The thickness of the stack of pages on the right doesn't give away how close you are to the end in a dead-tree edition? Or, if you're reading a short story, having seen the ToC, knowing what page the next story begins on doesn't clue you in? It seems like a kind of thin rationalization, given the 'clues' to story progress that are in hardcopy versions that you probably don't think about.


----------



## Mike67 (Feb 19, 2009)

I have read novels with multiple twists at the end and not knowing how many pages are left would make it more suspenseful.  I see your point with short stories but I don't read them and I think this suggestion would fall into more of the single novel format.  

Sorry that we don't seem to agree on this one.


----------



## srmalloy (Mar 3, 2009)

While I can understand your desire to not know how much of the story is left, I fail to see how seeing the progress bar is any different from holding a book in your hands and wanting to be unable to tell from the thickness of the pages stacked against the front and back covers while you hold the book open what fraction of the story remains. If the book is an inch thick, and the stack of pages you haven't read yet is only 1/16 inch thick, you can't not see the relative thickness of the left and right sides as you look at the book to read it; it's as much of a giveaway of how much of the book is left as the progress bar is.


----------



## Mike67 (Feb 19, 2009)

I pulled Michael Connelly's ECHO PARK from my bookshelf and I opened it up to page 377.  I am able to see a fairly decent amount of pages left to read; therefore, I know that I still have quite a ways to go.  Then I jumped to page 395 and I see only a small amount of pages to go; therefore, I know the book is coming to an end and I would not expect too much more in the ways of additional twists, etc.
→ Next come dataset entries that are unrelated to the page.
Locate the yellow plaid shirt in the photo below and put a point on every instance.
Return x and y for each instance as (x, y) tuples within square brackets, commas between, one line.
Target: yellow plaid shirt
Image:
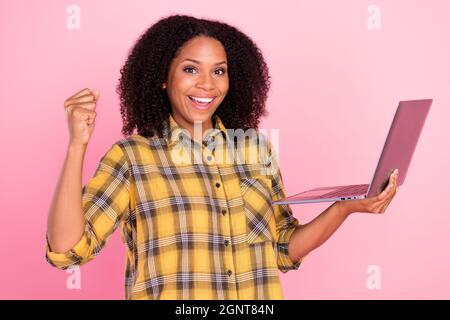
[(193, 229)]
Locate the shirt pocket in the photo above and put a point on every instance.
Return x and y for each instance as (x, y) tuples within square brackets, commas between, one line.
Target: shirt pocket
[(259, 213)]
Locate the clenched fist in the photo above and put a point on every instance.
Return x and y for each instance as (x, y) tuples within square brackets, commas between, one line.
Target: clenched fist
[(80, 110)]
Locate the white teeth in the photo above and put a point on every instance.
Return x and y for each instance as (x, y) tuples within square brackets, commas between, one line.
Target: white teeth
[(204, 100)]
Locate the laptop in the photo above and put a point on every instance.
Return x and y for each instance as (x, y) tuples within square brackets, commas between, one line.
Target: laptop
[(397, 153)]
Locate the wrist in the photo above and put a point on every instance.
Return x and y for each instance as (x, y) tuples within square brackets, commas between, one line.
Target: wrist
[(344, 208)]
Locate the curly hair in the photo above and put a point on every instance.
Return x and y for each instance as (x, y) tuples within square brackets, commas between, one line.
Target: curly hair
[(145, 105)]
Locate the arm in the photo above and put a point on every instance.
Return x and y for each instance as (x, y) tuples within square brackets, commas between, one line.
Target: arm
[(65, 224), (105, 202), (309, 236)]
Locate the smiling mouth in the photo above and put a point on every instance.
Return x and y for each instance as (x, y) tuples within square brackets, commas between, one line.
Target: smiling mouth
[(201, 103)]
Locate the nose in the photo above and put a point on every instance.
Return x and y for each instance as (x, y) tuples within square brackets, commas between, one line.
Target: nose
[(205, 81)]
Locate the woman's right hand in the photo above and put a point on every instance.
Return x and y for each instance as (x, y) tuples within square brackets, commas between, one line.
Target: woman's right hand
[(80, 110)]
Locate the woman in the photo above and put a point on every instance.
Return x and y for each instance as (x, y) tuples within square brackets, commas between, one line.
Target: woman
[(193, 229)]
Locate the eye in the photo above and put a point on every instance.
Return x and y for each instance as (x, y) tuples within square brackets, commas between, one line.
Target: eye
[(223, 71), (188, 68)]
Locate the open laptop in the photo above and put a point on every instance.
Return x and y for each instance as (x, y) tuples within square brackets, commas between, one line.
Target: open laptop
[(397, 153)]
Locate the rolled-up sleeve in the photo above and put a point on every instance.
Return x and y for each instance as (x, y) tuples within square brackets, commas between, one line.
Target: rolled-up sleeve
[(286, 223), (105, 201)]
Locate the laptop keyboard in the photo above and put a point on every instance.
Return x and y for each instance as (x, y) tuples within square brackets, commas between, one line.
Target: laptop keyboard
[(347, 191)]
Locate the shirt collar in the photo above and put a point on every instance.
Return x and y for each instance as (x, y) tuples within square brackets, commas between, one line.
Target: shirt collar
[(172, 130)]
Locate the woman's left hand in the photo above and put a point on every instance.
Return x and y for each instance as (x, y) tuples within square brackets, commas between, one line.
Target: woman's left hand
[(376, 204)]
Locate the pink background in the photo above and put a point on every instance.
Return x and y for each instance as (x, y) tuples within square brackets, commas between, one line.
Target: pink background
[(335, 87)]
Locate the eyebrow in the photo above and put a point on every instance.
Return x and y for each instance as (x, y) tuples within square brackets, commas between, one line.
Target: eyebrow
[(198, 62)]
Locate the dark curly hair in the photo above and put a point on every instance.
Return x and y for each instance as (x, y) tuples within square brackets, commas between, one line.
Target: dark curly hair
[(145, 105)]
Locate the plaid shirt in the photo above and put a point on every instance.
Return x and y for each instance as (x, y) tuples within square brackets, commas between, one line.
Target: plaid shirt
[(204, 230)]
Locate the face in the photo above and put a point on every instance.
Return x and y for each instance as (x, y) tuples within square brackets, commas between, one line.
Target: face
[(197, 82)]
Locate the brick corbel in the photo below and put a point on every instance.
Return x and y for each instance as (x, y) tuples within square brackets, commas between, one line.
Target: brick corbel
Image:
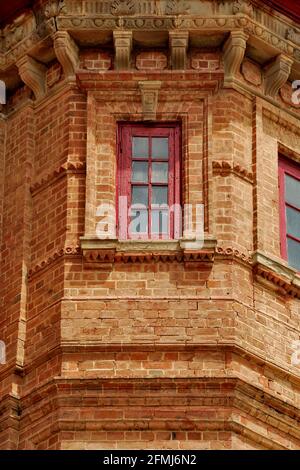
[(33, 74), (123, 47), (277, 74), (233, 53), (66, 52), (179, 41), (276, 275), (103, 253), (149, 90)]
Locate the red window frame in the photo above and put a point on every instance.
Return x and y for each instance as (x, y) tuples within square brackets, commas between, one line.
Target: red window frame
[(126, 133), (286, 167)]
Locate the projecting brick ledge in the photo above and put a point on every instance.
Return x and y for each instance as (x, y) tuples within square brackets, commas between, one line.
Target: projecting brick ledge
[(276, 275), (98, 253)]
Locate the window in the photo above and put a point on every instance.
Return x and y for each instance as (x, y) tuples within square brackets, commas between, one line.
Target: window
[(289, 183), (149, 181)]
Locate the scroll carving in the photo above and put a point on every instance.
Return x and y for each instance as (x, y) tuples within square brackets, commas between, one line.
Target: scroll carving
[(66, 52), (234, 52), (277, 74)]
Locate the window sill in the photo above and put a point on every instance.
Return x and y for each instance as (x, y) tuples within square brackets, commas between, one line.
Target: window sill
[(276, 274), (101, 253)]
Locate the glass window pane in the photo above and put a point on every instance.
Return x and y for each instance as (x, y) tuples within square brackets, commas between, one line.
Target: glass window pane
[(140, 172), (139, 222), (293, 222), (159, 195), (160, 148), (292, 190), (294, 253), (160, 222), (140, 195), (160, 172), (140, 147)]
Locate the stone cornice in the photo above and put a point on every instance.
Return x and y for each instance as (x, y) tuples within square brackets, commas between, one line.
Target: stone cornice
[(27, 31)]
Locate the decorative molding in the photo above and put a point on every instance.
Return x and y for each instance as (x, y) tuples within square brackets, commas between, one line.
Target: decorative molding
[(233, 253), (101, 253), (54, 8), (67, 251), (66, 52), (123, 7), (224, 168), (293, 36), (123, 46), (277, 74), (179, 44), (149, 90), (33, 74), (104, 257), (275, 274), (233, 54), (177, 7), (63, 170), (243, 7)]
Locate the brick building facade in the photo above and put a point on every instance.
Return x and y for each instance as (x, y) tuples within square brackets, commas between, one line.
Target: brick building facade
[(153, 343)]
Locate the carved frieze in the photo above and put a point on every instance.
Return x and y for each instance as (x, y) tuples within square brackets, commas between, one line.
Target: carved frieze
[(54, 8), (243, 7), (123, 7), (177, 7)]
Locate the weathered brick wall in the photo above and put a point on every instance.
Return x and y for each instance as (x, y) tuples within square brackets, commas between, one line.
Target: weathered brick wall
[(151, 354)]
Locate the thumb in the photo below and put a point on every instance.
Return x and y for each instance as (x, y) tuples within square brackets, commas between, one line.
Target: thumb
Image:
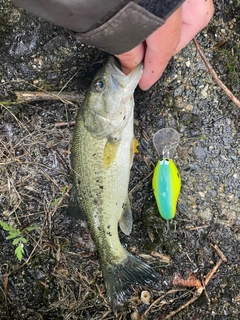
[(130, 59)]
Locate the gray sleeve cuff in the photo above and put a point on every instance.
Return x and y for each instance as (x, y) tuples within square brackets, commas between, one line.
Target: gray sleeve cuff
[(124, 31)]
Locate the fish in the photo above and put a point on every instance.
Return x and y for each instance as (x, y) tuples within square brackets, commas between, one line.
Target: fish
[(166, 184), (102, 156)]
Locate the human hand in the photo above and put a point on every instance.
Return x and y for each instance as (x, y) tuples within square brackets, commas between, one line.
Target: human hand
[(156, 51)]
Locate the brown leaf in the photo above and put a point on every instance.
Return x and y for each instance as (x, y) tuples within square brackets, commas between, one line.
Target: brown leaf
[(191, 281)]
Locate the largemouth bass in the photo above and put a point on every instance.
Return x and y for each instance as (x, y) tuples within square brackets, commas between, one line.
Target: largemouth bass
[(102, 155)]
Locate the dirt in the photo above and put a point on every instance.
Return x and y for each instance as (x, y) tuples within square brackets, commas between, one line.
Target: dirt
[(59, 276)]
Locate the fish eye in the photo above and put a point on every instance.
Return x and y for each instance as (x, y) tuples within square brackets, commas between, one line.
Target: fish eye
[(99, 85)]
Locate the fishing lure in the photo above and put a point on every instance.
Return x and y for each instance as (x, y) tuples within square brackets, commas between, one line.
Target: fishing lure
[(166, 180)]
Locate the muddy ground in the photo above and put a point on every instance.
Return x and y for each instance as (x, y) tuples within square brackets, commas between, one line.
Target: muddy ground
[(59, 276)]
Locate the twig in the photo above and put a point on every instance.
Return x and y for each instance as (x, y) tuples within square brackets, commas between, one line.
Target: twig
[(214, 75), (198, 291), (28, 96), (158, 300), (64, 124)]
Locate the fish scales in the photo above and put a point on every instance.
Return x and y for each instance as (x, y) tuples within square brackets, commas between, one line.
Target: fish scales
[(102, 154)]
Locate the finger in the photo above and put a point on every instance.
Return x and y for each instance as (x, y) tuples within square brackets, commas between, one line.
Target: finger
[(196, 15), (130, 59), (161, 46)]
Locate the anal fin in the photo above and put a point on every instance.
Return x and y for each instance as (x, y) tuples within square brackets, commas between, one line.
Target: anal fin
[(125, 222), (74, 210)]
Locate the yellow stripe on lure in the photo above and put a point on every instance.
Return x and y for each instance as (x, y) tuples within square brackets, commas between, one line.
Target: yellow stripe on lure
[(166, 182), (166, 185)]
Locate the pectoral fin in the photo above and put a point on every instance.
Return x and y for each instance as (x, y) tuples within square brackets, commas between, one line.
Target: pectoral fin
[(125, 222)]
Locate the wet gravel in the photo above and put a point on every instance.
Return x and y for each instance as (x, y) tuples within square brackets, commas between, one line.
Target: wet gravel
[(61, 278)]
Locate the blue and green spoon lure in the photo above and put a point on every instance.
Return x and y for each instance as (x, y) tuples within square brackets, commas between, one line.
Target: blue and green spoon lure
[(166, 180)]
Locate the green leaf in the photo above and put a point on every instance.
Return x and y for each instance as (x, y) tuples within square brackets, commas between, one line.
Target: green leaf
[(23, 240), (5, 226), (19, 252), (14, 234)]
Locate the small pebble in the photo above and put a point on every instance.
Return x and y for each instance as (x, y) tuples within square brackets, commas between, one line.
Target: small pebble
[(145, 297)]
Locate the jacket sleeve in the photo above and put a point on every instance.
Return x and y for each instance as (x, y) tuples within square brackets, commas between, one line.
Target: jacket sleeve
[(115, 26)]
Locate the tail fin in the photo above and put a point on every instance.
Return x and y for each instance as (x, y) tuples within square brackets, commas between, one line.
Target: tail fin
[(119, 278)]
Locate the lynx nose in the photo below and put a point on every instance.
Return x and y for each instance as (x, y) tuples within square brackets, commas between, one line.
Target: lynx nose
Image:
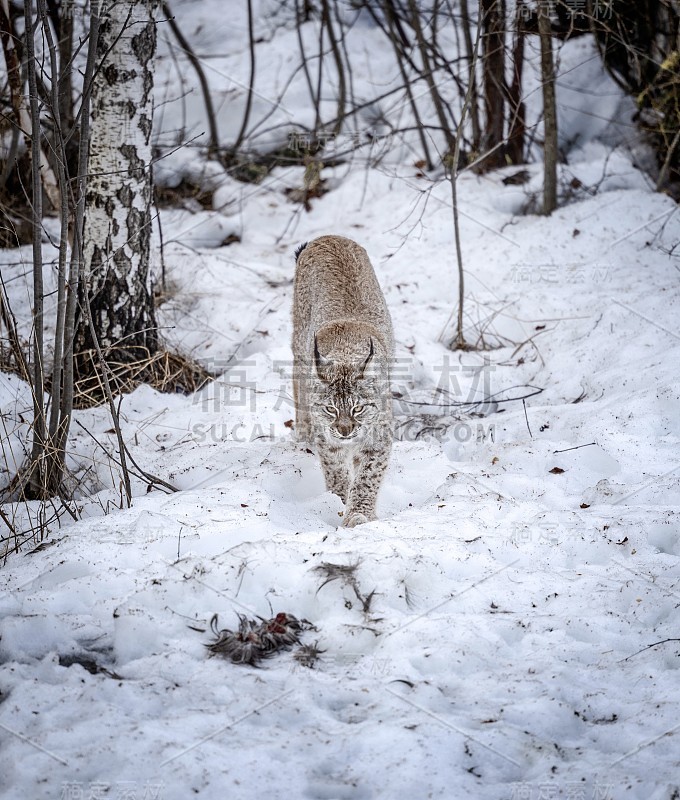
[(344, 427)]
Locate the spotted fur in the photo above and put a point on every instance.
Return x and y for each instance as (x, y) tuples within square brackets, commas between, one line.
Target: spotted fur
[(343, 348)]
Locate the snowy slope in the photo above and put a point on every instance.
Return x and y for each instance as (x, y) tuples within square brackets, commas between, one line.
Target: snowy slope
[(503, 652)]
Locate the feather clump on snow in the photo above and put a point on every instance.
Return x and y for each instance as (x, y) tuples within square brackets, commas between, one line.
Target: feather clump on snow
[(255, 640)]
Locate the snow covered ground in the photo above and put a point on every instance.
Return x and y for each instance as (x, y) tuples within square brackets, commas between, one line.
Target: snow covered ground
[(523, 562)]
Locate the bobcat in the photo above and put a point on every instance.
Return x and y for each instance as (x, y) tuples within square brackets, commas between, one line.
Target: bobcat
[(342, 350)]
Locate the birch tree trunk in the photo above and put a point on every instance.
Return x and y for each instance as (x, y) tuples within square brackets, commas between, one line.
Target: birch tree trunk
[(117, 226)]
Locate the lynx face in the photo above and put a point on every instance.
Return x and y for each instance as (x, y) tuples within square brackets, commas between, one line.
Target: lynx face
[(347, 399), (346, 406)]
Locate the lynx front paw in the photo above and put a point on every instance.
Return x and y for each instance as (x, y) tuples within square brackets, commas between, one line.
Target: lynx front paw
[(353, 519)]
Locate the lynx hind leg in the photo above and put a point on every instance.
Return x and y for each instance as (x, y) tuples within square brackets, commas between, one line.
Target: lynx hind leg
[(370, 468), (335, 471)]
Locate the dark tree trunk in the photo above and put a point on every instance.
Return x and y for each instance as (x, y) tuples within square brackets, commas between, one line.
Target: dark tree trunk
[(549, 114), (493, 58), (517, 123)]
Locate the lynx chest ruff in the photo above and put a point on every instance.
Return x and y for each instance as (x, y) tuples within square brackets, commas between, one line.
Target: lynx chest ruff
[(342, 352)]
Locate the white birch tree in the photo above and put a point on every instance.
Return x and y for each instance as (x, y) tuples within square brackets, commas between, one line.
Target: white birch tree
[(117, 228)]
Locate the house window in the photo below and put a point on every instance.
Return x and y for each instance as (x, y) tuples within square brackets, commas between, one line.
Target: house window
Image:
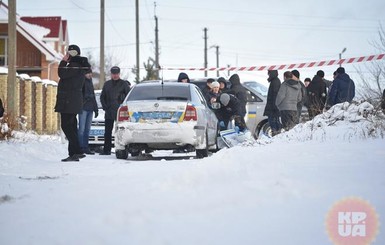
[(3, 51)]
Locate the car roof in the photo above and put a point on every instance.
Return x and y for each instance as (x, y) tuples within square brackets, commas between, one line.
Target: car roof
[(158, 83)]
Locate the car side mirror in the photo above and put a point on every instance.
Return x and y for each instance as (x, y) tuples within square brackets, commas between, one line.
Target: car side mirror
[(216, 105)]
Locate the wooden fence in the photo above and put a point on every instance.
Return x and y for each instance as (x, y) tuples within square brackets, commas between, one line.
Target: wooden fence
[(35, 100)]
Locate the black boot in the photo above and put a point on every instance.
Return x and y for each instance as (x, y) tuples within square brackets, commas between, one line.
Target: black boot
[(72, 158)]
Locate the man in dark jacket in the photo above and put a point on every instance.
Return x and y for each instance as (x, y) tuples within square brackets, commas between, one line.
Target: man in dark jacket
[(238, 91), (113, 93), (69, 99), (207, 89), (230, 109), (222, 85), (303, 93), (1, 108), (271, 110), (316, 95), (85, 116), (343, 88), (288, 96)]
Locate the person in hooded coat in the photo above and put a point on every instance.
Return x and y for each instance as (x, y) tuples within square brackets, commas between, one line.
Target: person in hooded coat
[(343, 88), (271, 110), (183, 78), (69, 98), (238, 91), (316, 95), (222, 85), (383, 101), (288, 96), (90, 106), (231, 109), (1, 108), (113, 94), (303, 93)]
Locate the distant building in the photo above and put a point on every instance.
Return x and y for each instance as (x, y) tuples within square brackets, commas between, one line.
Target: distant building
[(41, 43)]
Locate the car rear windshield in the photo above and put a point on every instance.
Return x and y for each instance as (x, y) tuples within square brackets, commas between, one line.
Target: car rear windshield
[(160, 93)]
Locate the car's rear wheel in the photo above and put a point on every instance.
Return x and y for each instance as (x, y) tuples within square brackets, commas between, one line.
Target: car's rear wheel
[(135, 153), (121, 154), (201, 153), (265, 131)]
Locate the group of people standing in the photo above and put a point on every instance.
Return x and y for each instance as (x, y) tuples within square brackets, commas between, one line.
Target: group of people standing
[(76, 100), (232, 100), (285, 100)]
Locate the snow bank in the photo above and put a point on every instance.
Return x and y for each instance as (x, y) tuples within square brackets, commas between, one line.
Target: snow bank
[(345, 121)]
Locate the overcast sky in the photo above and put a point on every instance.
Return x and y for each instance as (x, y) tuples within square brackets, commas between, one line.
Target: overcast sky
[(248, 32)]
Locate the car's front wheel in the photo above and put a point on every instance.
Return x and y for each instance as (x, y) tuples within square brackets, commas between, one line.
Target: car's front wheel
[(121, 154), (265, 131)]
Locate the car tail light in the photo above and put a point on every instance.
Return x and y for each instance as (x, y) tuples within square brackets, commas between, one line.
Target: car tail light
[(190, 113), (123, 114)]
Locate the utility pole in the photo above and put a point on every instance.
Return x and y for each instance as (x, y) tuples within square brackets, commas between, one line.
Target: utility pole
[(102, 76), (156, 44), (217, 53), (11, 88), (205, 51), (137, 40)]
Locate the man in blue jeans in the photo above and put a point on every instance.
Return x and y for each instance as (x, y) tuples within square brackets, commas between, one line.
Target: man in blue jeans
[(113, 93), (85, 116)]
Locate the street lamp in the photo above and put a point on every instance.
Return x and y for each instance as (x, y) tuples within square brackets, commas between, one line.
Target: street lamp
[(340, 54), (217, 54)]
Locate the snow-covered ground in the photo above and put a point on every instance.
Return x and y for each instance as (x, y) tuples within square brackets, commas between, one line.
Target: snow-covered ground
[(275, 191)]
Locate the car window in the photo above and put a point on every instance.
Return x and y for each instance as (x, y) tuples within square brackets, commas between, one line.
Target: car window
[(252, 97), (160, 92), (259, 88)]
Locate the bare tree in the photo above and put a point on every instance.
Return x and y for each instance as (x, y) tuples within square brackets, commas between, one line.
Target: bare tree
[(151, 73), (373, 85)]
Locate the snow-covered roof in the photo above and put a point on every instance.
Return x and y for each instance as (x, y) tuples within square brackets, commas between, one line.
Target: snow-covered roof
[(32, 33)]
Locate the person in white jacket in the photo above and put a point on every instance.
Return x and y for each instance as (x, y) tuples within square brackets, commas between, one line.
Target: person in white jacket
[(288, 96)]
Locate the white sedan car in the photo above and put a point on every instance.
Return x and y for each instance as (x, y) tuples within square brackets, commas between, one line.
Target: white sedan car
[(165, 116)]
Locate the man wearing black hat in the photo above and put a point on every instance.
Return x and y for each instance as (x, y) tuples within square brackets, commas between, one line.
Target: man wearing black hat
[(303, 93), (317, 95), (113, 93), (343, 88), (69, 98), (85, 116)]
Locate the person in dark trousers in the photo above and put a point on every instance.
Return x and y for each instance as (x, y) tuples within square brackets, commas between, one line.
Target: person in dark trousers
[(288, 96), (238, 91), (85, 116), (207, 89), (231, 109), (343, 88), (303, 93), (113, 93), (383, 101), (271, 110), (317, 95), (69, 99), (1, 108), (183, 78)]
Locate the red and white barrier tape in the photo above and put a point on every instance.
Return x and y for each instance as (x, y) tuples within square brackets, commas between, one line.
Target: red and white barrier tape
[(287, 66)]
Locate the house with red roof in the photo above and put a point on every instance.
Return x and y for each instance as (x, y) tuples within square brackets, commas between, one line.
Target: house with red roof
[(41, 43)]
If I was reading this on my Kindle with the Progress Indicator turned off then at the page 377 point of the story I would not know how much of the story is remaining.  At the page 395 point of the story, I would probably get a feeling that the book is winding down but I would not actually know there are only a few pages left to go.  With the Progress Indicator at say 98%, I would know it is really close to the end.  Sure if I hit the Epilogue then I would know this is it but I guess I am talking more about the final sequences that bring the story to an end.


----------



## marianneg (Nov 4, 2008)

I think that Mike is suggesting it as an improvement over a DTB, not a simulation.


----------



## angelad (Jun 19, 2009)

That sounds like a great idea, but Amazon is kind of slow to integrate everything.  This might take a backburner.


----------



## Greg Banks (May 2, 2009)

I much prefer knowing how much of the book is left, and quite frankly, I think _not_ knowing would drive me nuts, as I wouldn't consider that a pleasant surprise. But to each his own.


----------



## Ann in Arlington (Oct 27, 2008)

I'm with Greg. . . .I like to have an idea of how far into a book I am.  But a toggle wouldn't bother me one way or the other because you could set it for what you like!


----------



## Mike67 (Feb 19, 2009)

Ann - Yes just looking for an "option" here - like having 6 different font sizes.


----------